What is this earth and sea, of which I have seen so much? Whence is it produced? And what am I, and all the other creatures, wild and tame, human and brutal, whence are we? Sure we are all made by some secret Power, who formed the earth and sea, the air and sky. And who is that?

Then it followed most naturally, It is God that has made it all. Well, but then it came on strangely, if God has made all these things, He guides and governs them all, and all things that concern them; for the Power that could make all things, must certainly have power to guide and direct them.

If so, nothing can happen in the great circuit of His works, either without His knowledge or appointment. And if nothing happens without His knowledge, He knows that I am here, and am in this dreadful condition. And if nothing happens without His appointment, He has appointed all this to befall me.

Nothing occurred to my thoughts to contradict any of these conclusions; and therefore it rested upon me with the greater force, that it must needs be that God has appointed all this to befall me; that I was brought to this miserable circumstance by His direction, He having the sole power, not of me only, but of everything that happened in the world. Immediately it followed, Why has God done this to me? What have I done to be thus used?

My conscience presently checked me in that inquiry, as if I had blasphemed, and methough it spoke to me like a voice: Wretch! dost thou ask what thou hast done? Look back upon a dreadful misspent life, and ask thyself what thou hast done? Ask, why is it that thou wert not long ago destroyed? Why wert thou not drowned in Yarmouth Roads; killed in the fight when the ship was taken by the Sallee man–of–war; devoured by the wild beasts on the coast of Africa; or drowned here, when all the crew perished but thyself Dost thou ask, What have I done?

I was struck dumb with these reflections, as one astonished, and had not a word to say, no, not to answer to myself, but rose up pensive and sad, walked back to my retreat, and went up over my wall, as if I had been going to bed.
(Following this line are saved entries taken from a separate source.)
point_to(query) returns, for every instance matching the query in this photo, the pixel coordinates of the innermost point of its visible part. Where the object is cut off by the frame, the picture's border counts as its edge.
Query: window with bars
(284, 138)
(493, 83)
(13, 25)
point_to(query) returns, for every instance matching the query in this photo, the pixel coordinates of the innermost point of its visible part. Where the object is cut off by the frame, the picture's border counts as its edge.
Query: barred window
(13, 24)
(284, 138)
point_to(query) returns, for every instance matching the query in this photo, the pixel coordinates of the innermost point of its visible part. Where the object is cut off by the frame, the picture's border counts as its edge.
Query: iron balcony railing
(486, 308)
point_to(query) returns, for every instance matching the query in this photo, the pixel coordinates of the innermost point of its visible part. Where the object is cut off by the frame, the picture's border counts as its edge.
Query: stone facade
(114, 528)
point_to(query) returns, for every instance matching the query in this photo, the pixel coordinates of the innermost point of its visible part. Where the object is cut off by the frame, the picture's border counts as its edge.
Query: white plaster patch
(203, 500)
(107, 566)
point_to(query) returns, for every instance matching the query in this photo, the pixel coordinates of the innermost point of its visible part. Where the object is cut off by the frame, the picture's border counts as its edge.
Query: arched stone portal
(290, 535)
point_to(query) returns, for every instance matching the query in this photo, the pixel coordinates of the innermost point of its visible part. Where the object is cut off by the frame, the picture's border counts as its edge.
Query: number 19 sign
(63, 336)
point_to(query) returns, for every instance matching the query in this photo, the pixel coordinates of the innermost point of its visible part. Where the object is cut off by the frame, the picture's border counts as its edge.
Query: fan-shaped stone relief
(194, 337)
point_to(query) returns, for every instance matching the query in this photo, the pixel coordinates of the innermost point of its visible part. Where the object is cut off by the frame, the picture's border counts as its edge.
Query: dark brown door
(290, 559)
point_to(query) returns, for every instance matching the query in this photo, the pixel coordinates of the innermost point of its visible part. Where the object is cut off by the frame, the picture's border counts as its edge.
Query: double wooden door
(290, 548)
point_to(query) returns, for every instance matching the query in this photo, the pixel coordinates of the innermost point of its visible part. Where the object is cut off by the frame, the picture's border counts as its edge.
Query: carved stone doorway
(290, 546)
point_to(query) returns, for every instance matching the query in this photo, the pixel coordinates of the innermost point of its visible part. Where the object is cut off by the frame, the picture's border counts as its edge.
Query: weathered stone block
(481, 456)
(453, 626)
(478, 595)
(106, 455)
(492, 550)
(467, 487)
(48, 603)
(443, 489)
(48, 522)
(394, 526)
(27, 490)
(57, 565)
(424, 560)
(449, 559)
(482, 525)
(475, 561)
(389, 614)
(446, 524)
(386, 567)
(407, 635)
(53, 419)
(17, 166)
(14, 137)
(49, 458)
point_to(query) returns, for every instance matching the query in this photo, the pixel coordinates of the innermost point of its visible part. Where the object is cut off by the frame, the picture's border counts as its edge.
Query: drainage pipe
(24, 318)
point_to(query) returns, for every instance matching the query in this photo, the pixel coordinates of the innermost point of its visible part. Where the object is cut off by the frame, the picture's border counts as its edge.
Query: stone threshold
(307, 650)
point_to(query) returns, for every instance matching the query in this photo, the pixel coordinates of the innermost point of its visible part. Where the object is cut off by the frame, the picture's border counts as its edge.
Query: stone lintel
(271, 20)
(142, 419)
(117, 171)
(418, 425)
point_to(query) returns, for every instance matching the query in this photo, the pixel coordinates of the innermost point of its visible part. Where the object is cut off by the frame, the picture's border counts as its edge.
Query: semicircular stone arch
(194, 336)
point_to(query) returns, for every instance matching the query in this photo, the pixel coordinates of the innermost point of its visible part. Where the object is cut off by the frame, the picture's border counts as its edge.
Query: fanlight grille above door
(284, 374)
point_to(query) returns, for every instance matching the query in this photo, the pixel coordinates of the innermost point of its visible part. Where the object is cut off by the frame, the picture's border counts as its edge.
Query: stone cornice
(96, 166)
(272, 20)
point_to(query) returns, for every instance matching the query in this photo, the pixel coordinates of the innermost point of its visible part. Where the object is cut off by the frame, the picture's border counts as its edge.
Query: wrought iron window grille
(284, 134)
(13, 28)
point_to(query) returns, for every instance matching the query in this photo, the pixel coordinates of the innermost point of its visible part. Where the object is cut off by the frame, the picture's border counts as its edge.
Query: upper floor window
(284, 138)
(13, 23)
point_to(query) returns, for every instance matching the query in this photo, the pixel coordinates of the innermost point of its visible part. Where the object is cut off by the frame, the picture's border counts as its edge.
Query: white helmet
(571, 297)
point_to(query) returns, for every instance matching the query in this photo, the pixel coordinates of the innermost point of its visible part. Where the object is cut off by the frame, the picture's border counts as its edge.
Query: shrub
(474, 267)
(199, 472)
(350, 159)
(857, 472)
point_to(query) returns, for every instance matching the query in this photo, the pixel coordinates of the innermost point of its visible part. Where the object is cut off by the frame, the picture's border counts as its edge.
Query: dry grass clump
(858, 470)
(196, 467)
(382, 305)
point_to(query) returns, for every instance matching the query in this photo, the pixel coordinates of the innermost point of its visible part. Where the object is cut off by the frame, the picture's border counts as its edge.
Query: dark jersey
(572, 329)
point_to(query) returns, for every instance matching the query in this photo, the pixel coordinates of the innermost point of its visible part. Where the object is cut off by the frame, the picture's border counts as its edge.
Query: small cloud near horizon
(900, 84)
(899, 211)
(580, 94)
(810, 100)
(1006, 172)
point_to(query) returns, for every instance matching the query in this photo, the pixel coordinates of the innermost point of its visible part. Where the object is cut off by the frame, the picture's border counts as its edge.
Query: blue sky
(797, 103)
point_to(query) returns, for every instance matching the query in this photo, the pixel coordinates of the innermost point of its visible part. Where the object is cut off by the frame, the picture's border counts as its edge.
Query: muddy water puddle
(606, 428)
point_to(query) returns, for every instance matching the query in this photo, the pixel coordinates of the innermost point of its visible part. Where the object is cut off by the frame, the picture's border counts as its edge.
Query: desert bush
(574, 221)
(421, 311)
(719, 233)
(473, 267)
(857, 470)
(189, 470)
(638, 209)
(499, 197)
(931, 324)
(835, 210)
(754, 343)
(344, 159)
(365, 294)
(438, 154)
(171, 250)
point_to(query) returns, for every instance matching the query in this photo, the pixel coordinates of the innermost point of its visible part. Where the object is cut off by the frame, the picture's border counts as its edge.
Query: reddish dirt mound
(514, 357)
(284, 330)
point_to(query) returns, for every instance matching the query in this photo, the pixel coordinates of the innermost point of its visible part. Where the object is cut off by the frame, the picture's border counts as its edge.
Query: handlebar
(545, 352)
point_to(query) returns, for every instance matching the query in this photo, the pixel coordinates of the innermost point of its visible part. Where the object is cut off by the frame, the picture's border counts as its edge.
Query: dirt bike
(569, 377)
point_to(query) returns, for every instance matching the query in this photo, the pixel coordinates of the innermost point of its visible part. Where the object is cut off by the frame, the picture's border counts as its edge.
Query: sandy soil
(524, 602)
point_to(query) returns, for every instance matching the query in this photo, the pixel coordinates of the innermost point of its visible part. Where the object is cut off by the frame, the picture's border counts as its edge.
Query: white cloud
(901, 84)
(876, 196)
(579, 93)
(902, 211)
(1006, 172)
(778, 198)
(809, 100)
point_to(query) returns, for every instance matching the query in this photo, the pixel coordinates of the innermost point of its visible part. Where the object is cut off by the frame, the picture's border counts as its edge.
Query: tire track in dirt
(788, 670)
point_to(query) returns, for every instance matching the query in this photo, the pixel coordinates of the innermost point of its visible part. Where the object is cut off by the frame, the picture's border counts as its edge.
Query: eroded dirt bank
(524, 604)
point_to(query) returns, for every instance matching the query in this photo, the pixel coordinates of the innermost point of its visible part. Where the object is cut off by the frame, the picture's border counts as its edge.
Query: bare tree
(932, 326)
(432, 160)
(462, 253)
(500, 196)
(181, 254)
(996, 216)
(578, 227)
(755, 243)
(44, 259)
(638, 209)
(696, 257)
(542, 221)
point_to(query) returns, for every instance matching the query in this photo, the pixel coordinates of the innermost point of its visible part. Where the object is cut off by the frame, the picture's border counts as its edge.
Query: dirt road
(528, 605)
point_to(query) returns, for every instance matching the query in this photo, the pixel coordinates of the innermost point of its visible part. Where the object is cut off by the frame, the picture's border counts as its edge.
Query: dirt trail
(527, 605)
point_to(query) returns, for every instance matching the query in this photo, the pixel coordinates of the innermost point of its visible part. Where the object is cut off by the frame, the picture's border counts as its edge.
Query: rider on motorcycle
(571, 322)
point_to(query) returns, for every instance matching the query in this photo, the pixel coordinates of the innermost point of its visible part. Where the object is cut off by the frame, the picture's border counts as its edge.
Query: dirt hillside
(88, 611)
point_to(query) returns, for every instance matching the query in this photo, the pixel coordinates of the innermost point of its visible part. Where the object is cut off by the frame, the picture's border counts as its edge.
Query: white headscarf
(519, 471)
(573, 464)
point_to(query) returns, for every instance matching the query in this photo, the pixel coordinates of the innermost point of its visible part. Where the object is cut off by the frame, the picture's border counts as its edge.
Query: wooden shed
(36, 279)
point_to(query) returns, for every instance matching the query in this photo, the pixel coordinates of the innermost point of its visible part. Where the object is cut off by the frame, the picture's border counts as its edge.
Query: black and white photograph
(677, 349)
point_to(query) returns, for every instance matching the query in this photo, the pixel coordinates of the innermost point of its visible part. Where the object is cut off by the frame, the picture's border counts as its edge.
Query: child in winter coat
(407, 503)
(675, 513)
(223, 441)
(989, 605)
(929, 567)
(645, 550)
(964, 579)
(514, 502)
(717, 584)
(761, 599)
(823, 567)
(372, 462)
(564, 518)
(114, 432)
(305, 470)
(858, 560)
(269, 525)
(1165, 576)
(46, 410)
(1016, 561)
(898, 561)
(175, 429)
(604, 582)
But my thoughts were sadly disturbed, and I had no inclination to sleep; so I sat down in my chair, and lighted my lamp, for it began to be dark. Now, as the apprehension of the return of my distemper terrified me very much, it occurred to my thought that the Brazilians take no physic but their tobacco for almost all distempers; and I had a piece of a roll of tobacco in one of the chests, which was quite cured, and some also that was green, and not quite cured.

I went, directed by Heaven no doubt; for in this chest I found a cure both for soul and body. I opened the chest, and found what I looked for, viz., the tobacco, and as the few books I had saved lay there too, I took out one of the Bibles which I mentioned before, and which to this time I had not found leisure, or so much as inclination, to look into. I say, I took it out, and brought both that and the tobacco with me to the table.